Y fue precisamente esa idea –la de imaginar lo que hacen las mascotas cuando las dejamos en casa– lo que me atrapó desde la primera película, sobre todo cuando en los trailers supieron usar muy buena música como gancho infalible.

Sin embargo, debo decir que la segunda película no es tan buena como la primera. Y la razón principal de esto tiene que ver con el guion. Habiendo tantas mascotas de distintas especies, han querido contarnos tres historias distintas que por ratos pareciera que solo ganan tiempo, como un relleno, para terminar bifurcando en un desenlace que va a recordarnos cosas que ya vimos en la saga de «Madagascar»: es decir, el rescate de un animal de vida salvaje en plena urbe neoyorquina.

Eso no significa que la película sea mala. Si bien intentan que el perrito Max sea el personaje principal de la historia, es con el conejo Snowball con quien más nos volvemos a divertir. Los doblajes de Kevin Hart (para la versión en inglés) y Eugenio Derbez (para la versión en español) se roban el show. 

Hay algo en Snowball que me recuerda a la película de «Bolt», el perrito que creía que era súper héroe, pero que había sido engañado muy en la onda de «The Truman show». Con Snowball hay algo de eso, pero en versión graciosa. Todavía más infantil. Su personaje destaca sobre los demás.

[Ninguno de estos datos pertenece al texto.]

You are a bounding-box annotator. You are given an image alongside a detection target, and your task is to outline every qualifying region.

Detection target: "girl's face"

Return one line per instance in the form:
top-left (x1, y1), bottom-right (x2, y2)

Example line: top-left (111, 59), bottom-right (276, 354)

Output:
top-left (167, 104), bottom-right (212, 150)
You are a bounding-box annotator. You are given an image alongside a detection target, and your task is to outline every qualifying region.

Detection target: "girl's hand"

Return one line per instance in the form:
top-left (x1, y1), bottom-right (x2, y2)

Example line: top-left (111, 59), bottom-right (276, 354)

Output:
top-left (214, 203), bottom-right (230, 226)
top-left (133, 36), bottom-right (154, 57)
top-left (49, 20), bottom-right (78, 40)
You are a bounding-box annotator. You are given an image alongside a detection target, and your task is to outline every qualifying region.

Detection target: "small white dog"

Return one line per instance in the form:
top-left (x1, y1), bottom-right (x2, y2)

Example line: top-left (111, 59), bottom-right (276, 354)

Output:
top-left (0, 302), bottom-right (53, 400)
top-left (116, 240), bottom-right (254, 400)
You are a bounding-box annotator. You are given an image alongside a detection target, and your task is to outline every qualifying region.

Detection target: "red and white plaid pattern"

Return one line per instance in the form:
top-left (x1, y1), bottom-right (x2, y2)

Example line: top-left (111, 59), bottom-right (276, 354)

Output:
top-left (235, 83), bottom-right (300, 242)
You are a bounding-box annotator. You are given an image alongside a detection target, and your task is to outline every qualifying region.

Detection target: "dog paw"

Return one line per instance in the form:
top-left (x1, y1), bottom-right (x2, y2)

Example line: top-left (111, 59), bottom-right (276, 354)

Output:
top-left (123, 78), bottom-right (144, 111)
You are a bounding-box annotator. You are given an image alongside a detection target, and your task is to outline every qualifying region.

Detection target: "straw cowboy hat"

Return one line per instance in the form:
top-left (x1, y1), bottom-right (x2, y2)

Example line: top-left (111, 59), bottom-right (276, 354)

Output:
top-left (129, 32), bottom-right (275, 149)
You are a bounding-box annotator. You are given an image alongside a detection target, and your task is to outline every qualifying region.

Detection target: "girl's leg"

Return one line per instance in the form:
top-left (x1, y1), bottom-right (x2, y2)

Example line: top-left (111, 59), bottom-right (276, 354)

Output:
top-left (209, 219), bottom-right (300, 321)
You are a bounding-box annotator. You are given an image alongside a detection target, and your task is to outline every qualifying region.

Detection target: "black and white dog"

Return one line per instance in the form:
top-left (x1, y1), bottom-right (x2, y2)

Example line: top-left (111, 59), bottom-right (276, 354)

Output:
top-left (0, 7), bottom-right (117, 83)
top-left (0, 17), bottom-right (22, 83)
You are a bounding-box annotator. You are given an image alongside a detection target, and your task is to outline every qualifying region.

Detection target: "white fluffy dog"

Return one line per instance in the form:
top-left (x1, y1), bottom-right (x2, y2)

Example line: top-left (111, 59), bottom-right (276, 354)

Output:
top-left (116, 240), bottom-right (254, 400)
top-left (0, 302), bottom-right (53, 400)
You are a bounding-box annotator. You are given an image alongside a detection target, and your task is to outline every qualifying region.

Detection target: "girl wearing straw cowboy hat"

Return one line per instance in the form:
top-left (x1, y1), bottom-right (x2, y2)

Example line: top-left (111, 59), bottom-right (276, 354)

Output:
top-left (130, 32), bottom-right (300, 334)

Después de él, es con el personaje de Max con quien encontramos el hilo conductor de la película. Debo destacar que los guionistas han hecho un gran trabajo al retratar vivencias cotidianas que los que somos dueños de mascotas podemos identificar en el diario vivir con nuestras mascotas; como por ejemplo, la resistencia a la visita con el veterinario, el universo que se le abre a un animal domesticado cuando viaja a una vida salvaje en el campo o la necesidad de interactuar con niños y bebés sin que los animales queden relegados a un segundo plano. 

A veces, la película peca de facilísimos, como cuando nos presenta el personaje de una anciana solitaria que vive con mil gatos o el cliché de que los perros son ingenuos y los gatos son narcisistas.

La segunda parte de «La vida secreta de tus mascotas 2» falla también a la hora de construir un buen villano para la historia. El ruso Sergei –quien es algo así como un Gargamel que ha viajado a Transilvania– retrata el ya trillado abuso de los animales en los circos, algo que, de nuevo, ya vimos en «Madagascar», por ejemplo.

En resumen, «La vida secreta de tus mascotas 2» es una buena película. Cumplió con el cometido de divertirnos en la sala de cine. También tiene un gustito particular por quienes sienten amor por los animales. Pero en líneas generales, está lejos de ser una de las mejores películas animadas del año.